To me the last one is the most alarming, assuming some docs would recommend a drug just because the salesman is pushing it because the company wants to promote it at all costs.  And Dr. Andrew Weil adds yet another contrivance: allocating a clinical-sounding name to what is really an everyday malady like heartburn, which becomes “gastro-esophageal reflux disease or GERD.”  In the article done by David Wallechinsky, he says, “Aggressive and creative marketing has permitted drug manufacturers to convince millions of people they have a problem that requires treatment and medication.”  Like depression.

But when depression became passé, pharmaceutical companies switched to adult ADHD (Attention Deficit Hyperactivity Disorder).  ADHD cases skyrocketed; doubling, even tripling among important age groups 20 to 44 and 45 to 65.  Disease mongering has also led to “cooked up” diseases like female sexual dysfunction leading over 60 percent of women to think they had it.  Pfizer even tried promoting Viagra to women until it was proven it was no more effective than a placebo. 

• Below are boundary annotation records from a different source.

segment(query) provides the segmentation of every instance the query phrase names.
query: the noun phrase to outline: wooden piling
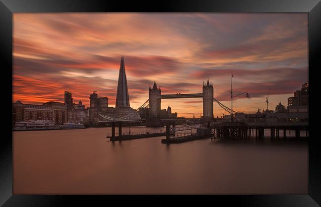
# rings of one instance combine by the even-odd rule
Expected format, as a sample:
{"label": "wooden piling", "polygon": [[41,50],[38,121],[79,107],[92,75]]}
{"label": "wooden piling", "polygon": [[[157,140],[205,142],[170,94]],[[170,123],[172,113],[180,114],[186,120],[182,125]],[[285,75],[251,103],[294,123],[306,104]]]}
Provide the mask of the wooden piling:
{"label": "wooden piling", "polygon": [[112,140],[115,139],[115,122],[112,122]]}
{"label": "wooden piling", "polygon": [[121,122],[118,123],[118,136],[120,139],[121,139]]}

Wallechinsky adds, “Sometimes, the therapy being pushed can be more harmful than the condition it’s supposed to treat.” Like exploiting rheumatoid arthritis with immune suppressors such as Remicade, Enbrel, and Humira.  “Taking these, however, can ‘invite cancers, lethal infections, and activate TB [tuberculosis],’” according to Martha Rosenberg at AlterNet. 

There’s more to be said about the shenanigans of large pharmaceutical companies like shady lobbying and how they use your personal data that I will cover in a later post.  In the meantime, isn’t it nice to know that these big corporations have the consumer’s best interest at heart, and that we have the FDA to protect us if something happens?  Yeah…right!